Elsewhere, the FCC has granted its approval to the pro forma assignment of the cable landing licence held by America Europe Connect Licenses Limited (AECL) for the America Europe Connect-1 (AEC-1) submarine cable system to AquaComms Americas. The pro forma assignment results from the restructuring of the indirect investment by Aqua Comms Designated Activity Company (Aqua Comms DAC) in the AEC-1 system. Pursuant to a Business Contribution Agreement by and between AEC and AquaComms Americas dated 17 April 2020 (and effective retroactively from 31 March 2020), AquaComms Americas took ownership of the US territorial waters assets of AEC-1 for which AECL was previously licensed.

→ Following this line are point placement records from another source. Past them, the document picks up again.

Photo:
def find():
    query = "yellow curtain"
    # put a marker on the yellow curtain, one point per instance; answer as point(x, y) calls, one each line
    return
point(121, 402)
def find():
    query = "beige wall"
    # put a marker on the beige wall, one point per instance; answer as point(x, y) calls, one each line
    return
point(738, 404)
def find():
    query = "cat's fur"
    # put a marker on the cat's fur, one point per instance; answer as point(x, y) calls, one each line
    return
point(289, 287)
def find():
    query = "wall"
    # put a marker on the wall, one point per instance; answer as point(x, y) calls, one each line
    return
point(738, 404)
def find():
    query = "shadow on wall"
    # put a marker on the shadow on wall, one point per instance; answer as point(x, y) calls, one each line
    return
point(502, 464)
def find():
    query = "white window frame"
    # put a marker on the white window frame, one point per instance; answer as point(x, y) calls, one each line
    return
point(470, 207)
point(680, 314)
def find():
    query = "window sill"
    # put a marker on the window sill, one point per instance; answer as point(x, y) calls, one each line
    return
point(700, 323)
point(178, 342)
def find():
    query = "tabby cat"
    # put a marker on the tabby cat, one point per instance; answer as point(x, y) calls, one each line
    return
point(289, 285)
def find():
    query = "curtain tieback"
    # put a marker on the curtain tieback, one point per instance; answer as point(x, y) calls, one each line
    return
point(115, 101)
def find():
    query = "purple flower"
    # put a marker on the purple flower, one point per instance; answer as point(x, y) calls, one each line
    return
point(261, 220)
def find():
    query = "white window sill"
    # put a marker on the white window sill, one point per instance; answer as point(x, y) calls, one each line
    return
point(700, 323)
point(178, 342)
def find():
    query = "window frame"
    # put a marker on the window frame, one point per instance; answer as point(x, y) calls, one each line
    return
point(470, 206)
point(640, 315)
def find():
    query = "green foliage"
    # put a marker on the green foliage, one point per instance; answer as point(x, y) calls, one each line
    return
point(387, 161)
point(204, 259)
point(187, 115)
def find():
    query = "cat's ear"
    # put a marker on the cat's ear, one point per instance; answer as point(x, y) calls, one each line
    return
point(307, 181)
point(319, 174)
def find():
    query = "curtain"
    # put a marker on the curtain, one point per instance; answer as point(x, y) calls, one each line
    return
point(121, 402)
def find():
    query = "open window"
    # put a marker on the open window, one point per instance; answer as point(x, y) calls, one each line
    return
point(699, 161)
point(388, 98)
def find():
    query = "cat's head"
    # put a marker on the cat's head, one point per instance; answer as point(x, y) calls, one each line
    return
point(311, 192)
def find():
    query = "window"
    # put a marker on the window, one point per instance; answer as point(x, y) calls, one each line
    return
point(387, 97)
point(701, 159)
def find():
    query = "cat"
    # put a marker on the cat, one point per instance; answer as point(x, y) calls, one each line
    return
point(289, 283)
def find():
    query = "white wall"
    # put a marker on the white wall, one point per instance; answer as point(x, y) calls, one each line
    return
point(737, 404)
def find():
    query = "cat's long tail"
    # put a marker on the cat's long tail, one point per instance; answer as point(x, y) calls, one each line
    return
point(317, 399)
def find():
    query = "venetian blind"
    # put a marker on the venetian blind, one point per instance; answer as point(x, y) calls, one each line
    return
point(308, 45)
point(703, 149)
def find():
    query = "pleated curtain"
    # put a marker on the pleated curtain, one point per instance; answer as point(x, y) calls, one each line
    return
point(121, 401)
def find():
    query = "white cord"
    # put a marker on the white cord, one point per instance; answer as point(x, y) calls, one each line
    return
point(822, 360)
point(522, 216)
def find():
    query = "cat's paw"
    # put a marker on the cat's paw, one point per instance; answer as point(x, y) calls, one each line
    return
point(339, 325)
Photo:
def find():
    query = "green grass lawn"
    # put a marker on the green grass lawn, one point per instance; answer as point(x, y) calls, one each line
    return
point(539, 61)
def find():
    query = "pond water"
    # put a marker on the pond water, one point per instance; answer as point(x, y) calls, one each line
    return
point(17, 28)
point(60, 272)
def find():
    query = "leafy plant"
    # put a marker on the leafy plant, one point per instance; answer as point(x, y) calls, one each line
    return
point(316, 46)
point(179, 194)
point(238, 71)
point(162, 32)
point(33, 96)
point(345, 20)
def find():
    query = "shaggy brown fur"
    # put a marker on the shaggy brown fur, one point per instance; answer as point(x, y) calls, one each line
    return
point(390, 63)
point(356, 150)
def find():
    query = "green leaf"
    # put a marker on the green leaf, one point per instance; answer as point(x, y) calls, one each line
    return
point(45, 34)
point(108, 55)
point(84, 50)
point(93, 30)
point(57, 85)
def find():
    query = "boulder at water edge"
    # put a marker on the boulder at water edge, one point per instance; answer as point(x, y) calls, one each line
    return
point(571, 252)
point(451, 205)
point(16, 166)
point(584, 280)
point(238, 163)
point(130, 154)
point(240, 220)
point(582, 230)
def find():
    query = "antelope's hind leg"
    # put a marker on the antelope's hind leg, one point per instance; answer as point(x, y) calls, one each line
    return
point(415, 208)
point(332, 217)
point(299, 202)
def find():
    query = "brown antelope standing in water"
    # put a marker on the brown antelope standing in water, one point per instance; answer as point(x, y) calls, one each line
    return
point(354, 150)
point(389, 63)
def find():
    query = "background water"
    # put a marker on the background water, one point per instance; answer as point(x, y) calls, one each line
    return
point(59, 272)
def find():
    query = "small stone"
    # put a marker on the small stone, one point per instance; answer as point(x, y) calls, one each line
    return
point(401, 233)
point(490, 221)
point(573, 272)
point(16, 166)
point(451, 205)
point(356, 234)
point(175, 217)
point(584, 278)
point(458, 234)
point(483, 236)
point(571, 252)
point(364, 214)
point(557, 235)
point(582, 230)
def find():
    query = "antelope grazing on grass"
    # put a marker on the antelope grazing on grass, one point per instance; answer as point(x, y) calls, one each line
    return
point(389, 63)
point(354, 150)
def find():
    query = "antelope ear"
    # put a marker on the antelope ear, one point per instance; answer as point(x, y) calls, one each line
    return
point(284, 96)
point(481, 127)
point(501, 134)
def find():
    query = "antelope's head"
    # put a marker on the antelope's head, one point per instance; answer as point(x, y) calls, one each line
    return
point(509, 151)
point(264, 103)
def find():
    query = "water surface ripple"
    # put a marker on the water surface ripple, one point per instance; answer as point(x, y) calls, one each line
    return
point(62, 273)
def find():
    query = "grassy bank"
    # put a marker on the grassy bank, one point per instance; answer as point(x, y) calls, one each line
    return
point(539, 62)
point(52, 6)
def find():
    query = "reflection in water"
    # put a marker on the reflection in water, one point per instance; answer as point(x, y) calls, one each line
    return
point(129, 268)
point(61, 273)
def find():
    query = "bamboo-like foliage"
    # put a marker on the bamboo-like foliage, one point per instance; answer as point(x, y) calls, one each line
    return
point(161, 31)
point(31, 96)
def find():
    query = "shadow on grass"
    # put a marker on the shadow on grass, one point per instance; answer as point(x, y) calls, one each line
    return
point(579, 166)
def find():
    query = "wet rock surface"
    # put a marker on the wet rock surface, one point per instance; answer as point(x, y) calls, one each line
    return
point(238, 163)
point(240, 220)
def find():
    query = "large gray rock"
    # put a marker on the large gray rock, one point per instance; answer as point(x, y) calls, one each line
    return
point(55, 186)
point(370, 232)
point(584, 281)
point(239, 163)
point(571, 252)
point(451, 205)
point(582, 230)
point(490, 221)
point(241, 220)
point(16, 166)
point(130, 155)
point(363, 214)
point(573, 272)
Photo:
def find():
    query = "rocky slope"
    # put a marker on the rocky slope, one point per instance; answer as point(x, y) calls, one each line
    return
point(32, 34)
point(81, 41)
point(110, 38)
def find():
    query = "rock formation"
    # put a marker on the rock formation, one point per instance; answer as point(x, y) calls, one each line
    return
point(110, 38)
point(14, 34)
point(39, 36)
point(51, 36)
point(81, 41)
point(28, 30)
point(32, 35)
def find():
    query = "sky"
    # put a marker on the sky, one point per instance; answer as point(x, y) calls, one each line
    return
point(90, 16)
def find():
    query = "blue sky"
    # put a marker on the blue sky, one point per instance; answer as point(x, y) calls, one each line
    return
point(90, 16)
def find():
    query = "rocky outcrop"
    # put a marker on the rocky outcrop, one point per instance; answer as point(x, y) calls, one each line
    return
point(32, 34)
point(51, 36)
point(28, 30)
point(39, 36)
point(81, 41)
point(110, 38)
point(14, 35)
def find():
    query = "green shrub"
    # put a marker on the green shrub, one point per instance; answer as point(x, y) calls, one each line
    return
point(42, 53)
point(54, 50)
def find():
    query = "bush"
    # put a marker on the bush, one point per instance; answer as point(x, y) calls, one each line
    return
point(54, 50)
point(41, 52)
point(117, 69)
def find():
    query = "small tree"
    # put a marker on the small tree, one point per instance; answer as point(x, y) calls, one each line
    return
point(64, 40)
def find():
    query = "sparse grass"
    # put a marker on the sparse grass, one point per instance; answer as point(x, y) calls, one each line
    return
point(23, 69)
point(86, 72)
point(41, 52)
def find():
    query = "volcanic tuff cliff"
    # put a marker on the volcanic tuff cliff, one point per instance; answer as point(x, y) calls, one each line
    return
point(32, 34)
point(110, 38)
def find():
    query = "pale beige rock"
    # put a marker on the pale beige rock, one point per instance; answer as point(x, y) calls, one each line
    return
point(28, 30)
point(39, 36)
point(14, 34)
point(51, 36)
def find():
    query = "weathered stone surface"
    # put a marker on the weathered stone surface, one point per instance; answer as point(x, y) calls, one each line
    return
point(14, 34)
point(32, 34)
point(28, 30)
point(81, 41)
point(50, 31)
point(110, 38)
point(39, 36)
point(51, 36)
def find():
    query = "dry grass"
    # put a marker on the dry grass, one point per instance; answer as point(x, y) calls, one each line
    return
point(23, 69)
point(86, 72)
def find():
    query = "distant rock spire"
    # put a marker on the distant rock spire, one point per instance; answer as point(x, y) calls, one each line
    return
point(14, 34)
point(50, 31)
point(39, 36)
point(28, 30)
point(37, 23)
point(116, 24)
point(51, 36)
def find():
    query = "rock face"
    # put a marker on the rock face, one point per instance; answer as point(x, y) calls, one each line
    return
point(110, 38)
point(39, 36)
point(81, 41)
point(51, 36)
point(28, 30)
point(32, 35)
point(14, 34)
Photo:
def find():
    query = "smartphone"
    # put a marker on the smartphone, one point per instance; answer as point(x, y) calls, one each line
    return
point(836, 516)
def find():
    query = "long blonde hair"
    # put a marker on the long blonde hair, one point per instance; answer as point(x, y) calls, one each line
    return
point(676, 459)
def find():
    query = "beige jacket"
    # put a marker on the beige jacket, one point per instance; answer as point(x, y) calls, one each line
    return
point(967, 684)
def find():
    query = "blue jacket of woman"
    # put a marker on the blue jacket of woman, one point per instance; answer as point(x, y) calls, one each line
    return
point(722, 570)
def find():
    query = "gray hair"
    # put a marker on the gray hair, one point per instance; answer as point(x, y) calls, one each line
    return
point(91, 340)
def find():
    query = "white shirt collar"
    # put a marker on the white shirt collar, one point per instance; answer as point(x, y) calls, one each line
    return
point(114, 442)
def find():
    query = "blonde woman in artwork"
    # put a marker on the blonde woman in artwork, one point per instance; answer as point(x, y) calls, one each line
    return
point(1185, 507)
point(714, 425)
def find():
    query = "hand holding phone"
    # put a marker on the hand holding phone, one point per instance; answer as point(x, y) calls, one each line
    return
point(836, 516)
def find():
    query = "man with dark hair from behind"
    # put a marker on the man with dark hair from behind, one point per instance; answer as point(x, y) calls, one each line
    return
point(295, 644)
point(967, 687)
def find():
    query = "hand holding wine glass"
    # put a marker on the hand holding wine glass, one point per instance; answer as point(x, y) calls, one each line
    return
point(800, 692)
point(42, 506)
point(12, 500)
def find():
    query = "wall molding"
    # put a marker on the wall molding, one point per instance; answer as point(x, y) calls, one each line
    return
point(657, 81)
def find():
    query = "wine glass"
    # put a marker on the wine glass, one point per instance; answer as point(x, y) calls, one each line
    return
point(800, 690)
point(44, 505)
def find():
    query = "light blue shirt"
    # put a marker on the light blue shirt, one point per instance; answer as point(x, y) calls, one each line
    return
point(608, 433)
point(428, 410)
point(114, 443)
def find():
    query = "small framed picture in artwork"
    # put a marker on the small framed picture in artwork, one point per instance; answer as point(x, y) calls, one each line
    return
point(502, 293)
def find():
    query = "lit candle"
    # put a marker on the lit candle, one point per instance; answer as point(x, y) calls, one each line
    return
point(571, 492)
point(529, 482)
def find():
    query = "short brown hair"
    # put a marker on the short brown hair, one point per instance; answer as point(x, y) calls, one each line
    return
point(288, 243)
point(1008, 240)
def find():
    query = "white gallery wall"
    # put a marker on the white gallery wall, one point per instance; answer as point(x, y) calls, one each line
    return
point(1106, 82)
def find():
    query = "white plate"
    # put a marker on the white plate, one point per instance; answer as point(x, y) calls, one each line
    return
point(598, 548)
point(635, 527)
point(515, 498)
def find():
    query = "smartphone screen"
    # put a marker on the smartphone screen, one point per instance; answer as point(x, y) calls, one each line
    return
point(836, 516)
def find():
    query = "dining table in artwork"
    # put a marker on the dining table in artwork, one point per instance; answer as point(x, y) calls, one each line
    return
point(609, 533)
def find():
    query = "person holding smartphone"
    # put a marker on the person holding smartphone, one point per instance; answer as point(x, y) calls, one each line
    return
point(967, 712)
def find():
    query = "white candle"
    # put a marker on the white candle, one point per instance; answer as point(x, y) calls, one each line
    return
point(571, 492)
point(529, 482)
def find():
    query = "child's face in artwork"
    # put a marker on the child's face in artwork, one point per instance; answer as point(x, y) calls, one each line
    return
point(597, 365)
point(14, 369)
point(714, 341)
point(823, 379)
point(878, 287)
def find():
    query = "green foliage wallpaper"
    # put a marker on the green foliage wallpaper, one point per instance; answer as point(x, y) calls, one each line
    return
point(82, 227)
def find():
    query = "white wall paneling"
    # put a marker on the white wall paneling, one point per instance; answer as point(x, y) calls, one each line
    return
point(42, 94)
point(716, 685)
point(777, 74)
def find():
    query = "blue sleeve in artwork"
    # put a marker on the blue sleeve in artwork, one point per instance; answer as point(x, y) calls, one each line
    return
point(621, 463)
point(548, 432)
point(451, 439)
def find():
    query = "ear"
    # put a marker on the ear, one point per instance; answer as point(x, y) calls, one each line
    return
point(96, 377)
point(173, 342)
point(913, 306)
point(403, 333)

AquaComms Americas and AECL are sister companies and thus have the same direct and indirect owners and are ultimately controlled by the Bake Trust. In parallel, pursuant to a share transfer agreement between Aqua Ventures International FZE (AVI) and Aqua Ventures dated 27 March 2020, AVI agreed to transfer its shareholding in Aqua Comms DAC to Aqua Ventures. The move results in the pro forma transfer of control in the Havfrue cable system from AVI to Aqua Ventures. The Havfrue submarine cable – to be owned and operated by a consortium comprising AquaComms, Facebook, Bulk Infrastructure and Google – will traverse the North Atlantic to connect mainland Northern Europe to the US. The system is comprised of a trunk cable connecting New Jersey (US) to Blaabjerg in the Jutland Peninsula of Denmark with branches landing in County Mayo (Ireland) and Kristiansand (Norway). The 7,200km cable system will be optimised for coherent transmission and will offer a cross-sectional cable capacity of 108Tbps, scalable to higher capacities utilising future generation Submarine Line Terminal Equipment (SLTE) technology.
Further, Cincinnati Bell and Red Fiber Parent have been given the green light to transfer the indirect control of Hawaiian Telcom (HTI) and Hawaiian Telcom Services Company (HTSC) to Red Fiber Parent in order to complete a transaction under which Red Fiber Parent will become the direct parent company of Cincinnati Bell and the indirect parent of HTI and HTSC via a subsidiary merger. HTI is authorised by the FCC to operate the 529km Hawaii Island Fiber Network (HIFN), which connects the six major islands of O’ahu, Kauai, Moloka’i, Lanai, Maui, and Hawai‘i. HTSC is authorised to operate two of the seven cable landing stations on the HIFN (at Kawaihae and Makaha), though the equipment associated with these two landing stations is owned and operated by HTI. The HIFN Cable is jointly owned with Level 3 Telecom of Hawaii. In addition, HTI owns and operates the Hawaii Inter-Island Cable System (HICS) that connects O’ahu, Kauai, Maui, and Hawai‘i. Finally, HTSC holds an interest in segments four to six of the SEA-US East subsystem, a part of a submarine cable network connecting the continental US, Indonesia, the Philippines, Guam and Hawaii. As a result of the transaction, Red Fiber Parent will indirectly control the respective interests of HTI and HTSC in the HIFN, HICS and SEA-US cables.